Цена кадмия красного
-Так. Белый холст. Опять. Эта чертова пустота, которая смотрит на меня в ответ.
Уже восемь вечера, а я весь день только и делал, что ходил кругами. Почему сегодня не идет? Вчера же... вчера была искра. А сегодня — стена. Может, я просто устал? Или это оно? Конец? Выгорел в 22 года. Отличный результат.
Петя вот... Петя из моего потока в универе. Он сейчас сидит в офисе, чертит свои схемы, получает свои тысячи стабильно. Ипоте-е-ека у него скоро будет. Пётр Петрович...
А я? У меня три тюбика кадмия красного и банка кофе! И все.
Но вчера, когда я закончил набросок... когда линия легла именно так, как нужно... этот момент стоил всех Петькиных зарплат, честное слово. Вот для этого рисую и живу. Для этого чувства, когда я — не я, а просто проводник чего-то большего. Когда руки делают то, что голове еще только снится.
Я должен пробиться. Я не хочу быть посредственностью. Мир должен это увидеть. Мои работы должны кричать, говорить с людьми, шептать, но только не оставаться незамеченными. Я не хочу, чтобы через десять лет обо мне вспоминали как о «перспективном парне, который бросил живопись и ушел в какой-нибудь дизайн».
Но как?

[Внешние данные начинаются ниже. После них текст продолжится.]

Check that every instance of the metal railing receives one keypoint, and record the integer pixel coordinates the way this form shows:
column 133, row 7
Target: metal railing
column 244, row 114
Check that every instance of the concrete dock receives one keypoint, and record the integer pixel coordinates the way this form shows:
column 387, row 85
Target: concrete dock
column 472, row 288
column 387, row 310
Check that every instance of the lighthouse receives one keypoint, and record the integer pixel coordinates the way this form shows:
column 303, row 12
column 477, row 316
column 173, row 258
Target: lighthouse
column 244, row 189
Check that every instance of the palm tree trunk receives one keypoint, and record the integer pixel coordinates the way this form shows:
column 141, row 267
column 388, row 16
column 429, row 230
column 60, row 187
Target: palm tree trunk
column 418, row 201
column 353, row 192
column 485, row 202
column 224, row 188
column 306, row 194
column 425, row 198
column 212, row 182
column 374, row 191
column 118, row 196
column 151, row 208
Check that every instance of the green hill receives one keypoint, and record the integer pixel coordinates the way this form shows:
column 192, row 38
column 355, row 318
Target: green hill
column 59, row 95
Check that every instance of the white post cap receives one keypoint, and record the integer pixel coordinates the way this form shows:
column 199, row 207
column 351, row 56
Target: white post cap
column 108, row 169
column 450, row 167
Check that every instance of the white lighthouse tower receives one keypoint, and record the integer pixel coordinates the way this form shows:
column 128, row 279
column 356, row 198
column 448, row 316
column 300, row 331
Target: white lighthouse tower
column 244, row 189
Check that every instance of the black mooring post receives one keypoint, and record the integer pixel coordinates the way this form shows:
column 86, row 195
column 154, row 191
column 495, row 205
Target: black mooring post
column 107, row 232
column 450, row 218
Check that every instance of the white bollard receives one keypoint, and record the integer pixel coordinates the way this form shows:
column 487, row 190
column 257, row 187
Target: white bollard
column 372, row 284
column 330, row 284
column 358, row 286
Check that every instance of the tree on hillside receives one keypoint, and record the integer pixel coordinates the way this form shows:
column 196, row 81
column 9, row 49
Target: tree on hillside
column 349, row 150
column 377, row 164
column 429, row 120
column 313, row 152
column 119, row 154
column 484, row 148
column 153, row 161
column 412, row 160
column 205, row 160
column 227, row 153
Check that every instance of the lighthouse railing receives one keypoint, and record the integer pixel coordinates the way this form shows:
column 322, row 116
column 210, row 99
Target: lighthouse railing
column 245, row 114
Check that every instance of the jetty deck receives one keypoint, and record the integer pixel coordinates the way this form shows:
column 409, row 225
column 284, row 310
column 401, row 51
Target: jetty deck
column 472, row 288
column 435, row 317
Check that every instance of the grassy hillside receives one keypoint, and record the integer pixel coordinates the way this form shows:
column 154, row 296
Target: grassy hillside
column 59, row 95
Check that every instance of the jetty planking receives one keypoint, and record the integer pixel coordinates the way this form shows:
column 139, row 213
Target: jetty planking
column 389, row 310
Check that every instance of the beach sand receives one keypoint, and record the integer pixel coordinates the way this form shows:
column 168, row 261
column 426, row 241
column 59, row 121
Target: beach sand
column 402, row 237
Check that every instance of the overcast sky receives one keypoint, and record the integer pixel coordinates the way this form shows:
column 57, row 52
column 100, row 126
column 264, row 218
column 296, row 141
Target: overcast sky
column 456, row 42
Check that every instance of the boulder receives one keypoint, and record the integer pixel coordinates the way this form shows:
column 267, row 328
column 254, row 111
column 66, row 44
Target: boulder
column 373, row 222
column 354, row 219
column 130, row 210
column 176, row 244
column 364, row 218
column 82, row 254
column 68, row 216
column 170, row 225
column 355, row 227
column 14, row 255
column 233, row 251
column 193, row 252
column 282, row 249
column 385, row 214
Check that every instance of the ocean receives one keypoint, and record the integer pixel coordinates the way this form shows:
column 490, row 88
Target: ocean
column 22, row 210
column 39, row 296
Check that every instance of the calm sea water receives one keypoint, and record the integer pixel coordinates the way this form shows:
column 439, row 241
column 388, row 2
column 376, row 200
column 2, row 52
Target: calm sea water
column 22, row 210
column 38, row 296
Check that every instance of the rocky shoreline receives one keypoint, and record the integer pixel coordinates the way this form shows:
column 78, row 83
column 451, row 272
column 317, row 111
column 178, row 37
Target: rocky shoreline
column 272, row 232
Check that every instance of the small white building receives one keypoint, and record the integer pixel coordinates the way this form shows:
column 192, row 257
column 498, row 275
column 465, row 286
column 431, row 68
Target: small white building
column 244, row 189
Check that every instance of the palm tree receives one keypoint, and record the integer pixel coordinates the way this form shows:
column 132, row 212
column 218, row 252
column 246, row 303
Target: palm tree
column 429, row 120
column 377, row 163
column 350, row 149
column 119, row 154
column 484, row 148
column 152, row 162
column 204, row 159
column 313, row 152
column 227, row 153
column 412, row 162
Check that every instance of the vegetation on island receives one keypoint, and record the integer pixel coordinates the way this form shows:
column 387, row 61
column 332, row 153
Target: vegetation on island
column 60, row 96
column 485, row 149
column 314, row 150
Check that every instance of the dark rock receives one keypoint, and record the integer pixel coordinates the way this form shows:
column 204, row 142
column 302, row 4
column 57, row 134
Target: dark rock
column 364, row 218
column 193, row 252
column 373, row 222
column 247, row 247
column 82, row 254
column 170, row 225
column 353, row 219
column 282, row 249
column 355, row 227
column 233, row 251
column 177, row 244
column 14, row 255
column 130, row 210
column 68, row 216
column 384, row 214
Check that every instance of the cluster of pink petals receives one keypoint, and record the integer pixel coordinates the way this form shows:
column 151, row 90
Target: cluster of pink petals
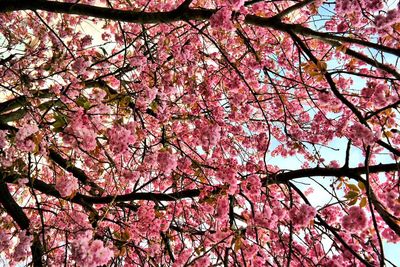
column 302, row 215
column 222, row 207
column 252, row 187
column 119, row 139
column 3, row 140
column 167, row 162
column 360, row 134
column 23, row 138
column 222, row 19
column 66, row 185
column 4, row 240
column 22, row 250
column 356, row 219
column 81, row 128
column 391, row 17
column 350, row 6
column 210, row 136
column 87, row 253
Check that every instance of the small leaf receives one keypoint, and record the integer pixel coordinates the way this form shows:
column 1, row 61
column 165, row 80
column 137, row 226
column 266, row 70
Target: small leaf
column 363, row 202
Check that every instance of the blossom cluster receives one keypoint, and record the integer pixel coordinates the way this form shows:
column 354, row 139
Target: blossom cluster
column 82, row 129
column 360, row 134
column 22, row 249
column 356, row 219
column 167, row 162
column 222, row 19
column 23, row 138
column 87, row 253
column 66, row 185
column 252, row 187
column 391, row 17
column 119, row 139
column 302, row 215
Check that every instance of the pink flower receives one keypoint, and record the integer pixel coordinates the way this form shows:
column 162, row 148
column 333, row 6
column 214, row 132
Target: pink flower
column 23, row 137
column 167, row 162
column 80, row 65
column 222, row 207
column 119, row 139
column 222, row 19
column 303, row 215
column 356, row 219
column 3, row 140
column 22, row 250
column 66, row 185
column 361, row 134
column 252, row 187
column 88, row 254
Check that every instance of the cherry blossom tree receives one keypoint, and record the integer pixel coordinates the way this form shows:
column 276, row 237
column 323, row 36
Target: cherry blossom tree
column 162, row 133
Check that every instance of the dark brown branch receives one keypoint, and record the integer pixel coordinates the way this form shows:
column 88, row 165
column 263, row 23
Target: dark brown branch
column 18, row 215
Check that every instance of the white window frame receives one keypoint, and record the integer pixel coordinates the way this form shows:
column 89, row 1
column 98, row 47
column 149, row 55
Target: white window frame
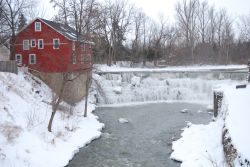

Как достучаться до них? Отправить еще одно письмо в галерею? В прошлый раз они даже не ответили! И это больно. Это страшно. Страшно, что им… плевать!
Ладно. Хватит ныть… Это все страхи.
Мне нужно просто начать. Взять кисть, цвет. Какой цвет сегодня? Ультрамарин... Да, он глубокий. Он как раз про это мое состояние. Про одиночество и надежду одновременно.
Мне просто нужно работать. Уединение — это не проклятье, это мой инструмент. Моя сила. Я — художник. И я не одинок. У меня есть этот холст. Мы с ним сейчас поговорим.
Он решительно взял широкую кисть, обмакнул в синюю краску и сделал первый уверенный мазок.
Этот самый первый мазок открыл шлюзы. В ту ночь он создал картину, которая стала манифестом его поколения. Она была наполнена такой искренностью и отчаянием, что сам он испугался того, что вышло из-под кисти.
Что ж было дальше…
Его друг, фотограф в модном журнале, увидел эту картину и сделал фото.
Статья о "новом голосе русского экспрессионизма" взорвала интернет. Картина молодого художника - "ПОКОЛЕНИЕ ПРОЧЕРК"!
Ему позвонили из московской галереи. Агент пообещал ему мировую славу. Его картины стали продаваться за огромные деньги, хотя он сам еще не верил в свою цену.
Деньги, вечеринки, новые "друзья", которые хотели погреться в лучах его славы.Они льстили его эго, говорили, что он гений, что он изменил мир искусства. Он начал верить им.
Успех требовал жертв. Рынок жаждал новых работ, похожих на ту, первую, «Поколение Прочерк».
Творческий конвейер: он перестал творить для себя. Он начал производить «продукты». Агент диктовал сроки, галерея требовала определенный стиль и размер холстов. Исчезли внутренние монологи, остался только дедлайн. Каждый новый холст был бледной тенью первого. Он чувствовал фальшь, но деньги и аплодисменты заглушали голос разума.Он начал терять себя в этом вихре. Его работы стали более поверхностными, он начал копировать самого себя, чтобы удовлетворить спрос рынка.
И вот ему уже двадцать шесть.
Он "выгорел". Он понял, что стал заложником собственного успеха и потерял ту самую искренность, которая принесла ему славу. Однажды, проснувшись в дорогой квартире после очередной бессонной ночи, он посмотрел на чистый холст и не почувствовал ничего. Абсолютная пустота. Он понял, что потерял себя.
Он впал в глубокую депрессию, забросил студию. Целыми днями не вставал с постели или бродил до поздней ночи по городу, паркам, сидел в кофейнях. Он отключил телефон, перестал “появляться” в сети. Он разорвал контракт с агентом, не отвечал на звонки галереи. Он исчез из поля зрения публики. Сначала о нем говорили, потом вспоминали, а потом просто забыли. И забыли намного быстрее, чем можно было подумать.
Он собрал свой старый этюдник и уехал. Никто не знал куда.
Он уехал. Чтобы снова найти себя и свой голос. Поселился в маленьком домике где-то в российской глубинке.
Он снова одинок, но теперь это одиночество-выбор, а не изоляция. Он снова рисует. Он все еще художник. Но теперь он рисует для себя, а не для публики и рынка. Рисует медленно, возвращая себе ту самую страсть и жизнь. Он не знаменит и не богат, но он снова художник. И, возможно, он наконец-то нашел счастье, поняв, что истинное.